Wendell, to my surprise and delight, accompanied me to this doctor's appointment, taking almost two hours off from work.  He wanted to be there if there was more bad news.  He knew I could use the moral support.

When we got in, they dilated Beck's eyes.  He wasn't a fan of the eye drops, but he did like the slinky and sticker that he got for getting through that part.  His eyes dilated quickly.  Dr. Lloyd accompanied us in for the scan.  He explained that it was unlikely that a three-year-old could hold still enough to get a great scan.  But if he could observe the scan, he would be able to detect more easily if there were problems.

Sweet little Beck wanted so much to do what he was asked, but had no idea what to do.  At one point the technician told Beck to open wide and he opened his mouth as wide as he could while still keeping his chin in the chin rest.  It was a needed moment of comic relief.  She scanned Beck's right eye first.  After doing the scan twice, for optimal results, Dr.
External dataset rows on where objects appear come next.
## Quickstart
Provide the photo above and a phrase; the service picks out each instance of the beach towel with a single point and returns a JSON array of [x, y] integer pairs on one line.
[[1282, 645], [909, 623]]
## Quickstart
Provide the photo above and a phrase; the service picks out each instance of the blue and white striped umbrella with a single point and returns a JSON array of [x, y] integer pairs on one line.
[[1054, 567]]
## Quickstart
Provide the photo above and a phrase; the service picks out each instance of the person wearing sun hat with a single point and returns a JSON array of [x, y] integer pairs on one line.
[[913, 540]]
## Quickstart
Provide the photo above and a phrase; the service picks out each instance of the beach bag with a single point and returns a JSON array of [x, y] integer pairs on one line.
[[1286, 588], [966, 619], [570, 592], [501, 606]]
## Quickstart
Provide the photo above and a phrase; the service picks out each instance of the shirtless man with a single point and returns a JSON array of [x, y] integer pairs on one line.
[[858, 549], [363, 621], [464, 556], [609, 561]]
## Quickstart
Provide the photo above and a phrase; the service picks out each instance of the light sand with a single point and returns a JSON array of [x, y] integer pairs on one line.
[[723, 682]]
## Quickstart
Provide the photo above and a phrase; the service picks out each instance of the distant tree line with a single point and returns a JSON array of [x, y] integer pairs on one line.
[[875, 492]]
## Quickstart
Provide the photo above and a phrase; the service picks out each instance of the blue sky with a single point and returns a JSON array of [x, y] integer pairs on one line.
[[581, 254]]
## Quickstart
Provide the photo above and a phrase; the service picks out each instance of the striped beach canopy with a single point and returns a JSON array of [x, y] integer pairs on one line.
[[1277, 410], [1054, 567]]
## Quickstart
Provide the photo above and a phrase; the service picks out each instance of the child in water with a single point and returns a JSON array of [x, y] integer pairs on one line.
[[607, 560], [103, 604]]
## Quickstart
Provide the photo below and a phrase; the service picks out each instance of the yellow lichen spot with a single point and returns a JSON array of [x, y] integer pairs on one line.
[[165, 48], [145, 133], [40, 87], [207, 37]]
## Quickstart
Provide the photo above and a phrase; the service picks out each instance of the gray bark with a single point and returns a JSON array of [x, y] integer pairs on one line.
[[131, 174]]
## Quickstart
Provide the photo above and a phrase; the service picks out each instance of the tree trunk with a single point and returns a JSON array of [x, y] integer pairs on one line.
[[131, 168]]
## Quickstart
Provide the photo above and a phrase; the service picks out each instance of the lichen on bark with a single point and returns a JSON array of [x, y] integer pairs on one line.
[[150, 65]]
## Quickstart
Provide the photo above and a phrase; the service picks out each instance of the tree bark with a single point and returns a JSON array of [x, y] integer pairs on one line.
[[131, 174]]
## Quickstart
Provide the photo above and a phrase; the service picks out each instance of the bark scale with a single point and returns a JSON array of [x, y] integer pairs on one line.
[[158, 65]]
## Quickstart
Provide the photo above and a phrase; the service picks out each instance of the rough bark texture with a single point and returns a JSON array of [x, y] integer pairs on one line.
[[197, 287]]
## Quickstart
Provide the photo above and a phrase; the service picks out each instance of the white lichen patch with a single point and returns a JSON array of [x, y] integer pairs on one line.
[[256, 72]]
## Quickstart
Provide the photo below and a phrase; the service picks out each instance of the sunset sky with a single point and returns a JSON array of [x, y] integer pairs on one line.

Lloyd said the words I was longing for.

"That eye looks great."

We gave Beck a little break and I demonstrated for him how to open his eyes wide.  He got the idea and the scan on his left eye was even easier. The verdict was the same--Beck's eyes have no fluid under the retina's right now.  I was giddy after getting the news.  Elated.  We have two kids that are OK!

I blurted the news out to Wendell as soon as I walked in the room.  Dr. Lloyd donned a "hat" that looks like he's going spelunking and checked Beck's eye with a little mirror thing.  Beck held impossibly still.  Leaning on me as he sat on my lap, he tried to do what the doctor asked if he could figure it out.

"Your kids are so good," Mike said.  "And from someone who sees a lot of kids...  I know."

I appreciated the compliment, although a lot of that is just in their natures.  They inherently want to obey--all of them.

Beck got an official all clear and I set appointments for Beck and Anson for 6 months.  If they do start to get fluid under their retinas, we're going to catch it early.

This has been and will be a whale of a roller coaster ride, but for today I am just grateful.

President Monson said it this way, "We have all experienced times when our focus is on what we lack rather than on our blessings. ...[But] regardless of our circumstances, each of us has much for which to be grateful if we will but pause and contemplate our blessings."


2 comments:

Kari said...

I'm glad his news is good. My prayers have been very similar to that. Well, both your prayers. :)

Keryn said...

Jenna, I appreciate that you are willing to share what you are going through. The way you describe your prayers sounds very familiar to me, too. And I recently realized that one of the best benefits of staying close to the Lord is having the strength to deal with whatever mortality throws at us.